Caribou has partnered with DuPont to grow CRISPR-edited waxy corn that is resistant to drought and disease, and it has licensed its technology to Genus, a UK livestock company using CRISPR in animal embryos to breed healthier, heartier pigs and cows. As a platform technology organization, Caribou made it a priority from the outset to partner with companies across multiple industries, including basic research, food and human health, to commercialize CRISPR as a tool. “For this technology to be broadly disseminated, I think it has to be through the commercial infrastructure,” Haurwitz says. “It takes a tremendous amount of money and investment to make it through that regulatory process.”
Haurwitz presents as a seasoned executive, but growing up in Austin, Texas, she was your average science nerd. The daughter of an elementary school teacher mom and an environmental journalist dad, she was born with scientific curiosity in her (unedited) genes. In high school, she once kept 400 planaria (a type of flatworm) in her parents’ dining room and tried to teach them to navigate a maze. Her results were inconclusive. Following her undergraduate years at Harvard, she pursued grad school in molecular and cell biology at UC Berkeley, where she joined Jennifer Doudna’s lab in 2008. “I was the first student in her lab to start studying this thing called CRISPR,” Haurwitz says of the game-changing technology. When Caribou launched three years later, a 25-year-old Haurwitz was tapped to lead — in part, Doudna says, because of her “deep knowledge of the opportunities for gene editing to solve problems in agriculture and health care.”
The transition was quick. “One day was pipetting clear liquids from one tube to the other and the next was trying to figure out how to build and grow a company,” Haurwitz says. Which she’s done, expanding Caribou from a one-person operation to a staff of nearly 50 people.
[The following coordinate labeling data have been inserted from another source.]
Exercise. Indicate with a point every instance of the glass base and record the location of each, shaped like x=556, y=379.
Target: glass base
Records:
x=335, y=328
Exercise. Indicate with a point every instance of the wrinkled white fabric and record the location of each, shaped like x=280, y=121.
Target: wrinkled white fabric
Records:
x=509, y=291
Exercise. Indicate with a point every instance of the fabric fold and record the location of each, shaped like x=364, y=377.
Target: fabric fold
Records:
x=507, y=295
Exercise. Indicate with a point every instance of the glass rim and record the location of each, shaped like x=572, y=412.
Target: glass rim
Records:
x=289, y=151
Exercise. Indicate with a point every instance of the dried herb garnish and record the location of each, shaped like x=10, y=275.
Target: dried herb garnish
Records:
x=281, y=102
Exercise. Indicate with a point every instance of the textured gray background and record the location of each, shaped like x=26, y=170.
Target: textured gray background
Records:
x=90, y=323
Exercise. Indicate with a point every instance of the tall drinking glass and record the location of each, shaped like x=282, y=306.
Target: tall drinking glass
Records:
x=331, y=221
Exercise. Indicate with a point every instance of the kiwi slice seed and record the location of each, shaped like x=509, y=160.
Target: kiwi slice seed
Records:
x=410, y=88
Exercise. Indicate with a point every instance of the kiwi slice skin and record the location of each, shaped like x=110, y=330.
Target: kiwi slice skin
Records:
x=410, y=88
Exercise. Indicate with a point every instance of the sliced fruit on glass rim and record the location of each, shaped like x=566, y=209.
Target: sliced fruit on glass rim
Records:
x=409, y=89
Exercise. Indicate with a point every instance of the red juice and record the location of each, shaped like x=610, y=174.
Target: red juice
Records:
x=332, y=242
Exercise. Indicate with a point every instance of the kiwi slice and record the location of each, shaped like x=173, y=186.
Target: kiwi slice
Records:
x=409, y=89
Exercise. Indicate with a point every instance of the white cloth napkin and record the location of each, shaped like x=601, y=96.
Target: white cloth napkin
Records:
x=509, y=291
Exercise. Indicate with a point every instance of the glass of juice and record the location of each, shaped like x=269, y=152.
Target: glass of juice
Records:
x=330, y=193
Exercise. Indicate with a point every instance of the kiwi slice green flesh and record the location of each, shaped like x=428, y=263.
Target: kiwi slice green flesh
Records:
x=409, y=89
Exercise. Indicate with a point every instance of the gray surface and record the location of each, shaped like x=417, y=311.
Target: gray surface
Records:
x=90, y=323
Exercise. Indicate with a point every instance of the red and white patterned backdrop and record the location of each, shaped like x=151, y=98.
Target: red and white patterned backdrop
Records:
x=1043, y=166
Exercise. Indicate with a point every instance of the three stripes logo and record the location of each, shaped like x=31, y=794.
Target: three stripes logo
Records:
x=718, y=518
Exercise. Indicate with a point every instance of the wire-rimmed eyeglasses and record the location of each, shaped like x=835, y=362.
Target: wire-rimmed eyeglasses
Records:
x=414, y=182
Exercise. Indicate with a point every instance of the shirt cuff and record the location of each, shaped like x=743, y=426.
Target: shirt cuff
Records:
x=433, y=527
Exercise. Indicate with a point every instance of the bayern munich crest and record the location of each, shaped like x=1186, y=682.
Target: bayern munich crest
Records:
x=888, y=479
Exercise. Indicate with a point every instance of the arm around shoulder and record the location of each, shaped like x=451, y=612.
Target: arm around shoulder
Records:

Today, Haurwitz stands out as a bold leader in a male-dominated field. “I like to believe that I and many others are proof positive that twentysomething-year-old women have a role to play in this industry,” she says.
Haurwitz’s former colleague Rodolphe Barrangou, who served as Caribou’s board chairman for three years, thinks her empathy for others is a significant reason for her success. “Rachel really cares about her team,” he says. “She’s a great mentor to women in science.”
Recently, Haurwitz has sharpened Caribou’s focus on medicine. They’re currently developing in-house products aimed at cancer treatment that will target microbes instead of cancer cells. “It’s using CRISPR to modify some of the bugs that live in and on us as a way to solve specific health issues,” Haurwitz explains, unable to reveal more at this early stage of development.
But working with cutting-edge biotechnology comes with an immense set of challenges. UC Berkeley and the University of Vienna are tied up in a legal battle with the Broad Institute of MIT and Harvard over the patent rights to CRISPR. As the exclusive licensee of Berkeley and Vienna’s intellectual property portfolio on CRISPR, Caribou is responsible for all legal costs associated with the case. “[It] has a direct impact on our organization,” Haurwitz admits, “but I wouldn’t say it impacts the decisions we make in the laboratory.” Last year, the U.S. Patent Trial and Appeal Board ruled that the Broad Institute’s CRISPR patent remains in effect in the US, but the European Patent Office (EPO) recognizes the Berkeley and Vienna patent rights. When asked for comment, the Broad Institute referred to an official statement saying it is “confident” that the EPO will rule in its favor on appeal, believing that consistency with the US will sway the decision.
Despite the legal and logistical complexities of working with genetic technology, Haurwitz intends to put CRISPR-edited produce on grocery store shelves and offer CRISPR treatment options for cancer patients within the next five years. Barrangou thinks that’s possible given Haurwitz’s track record, but he cautions, “Five years in the age of CRISPR is an eternity. Five years ago, nobody knew we would be here right now.”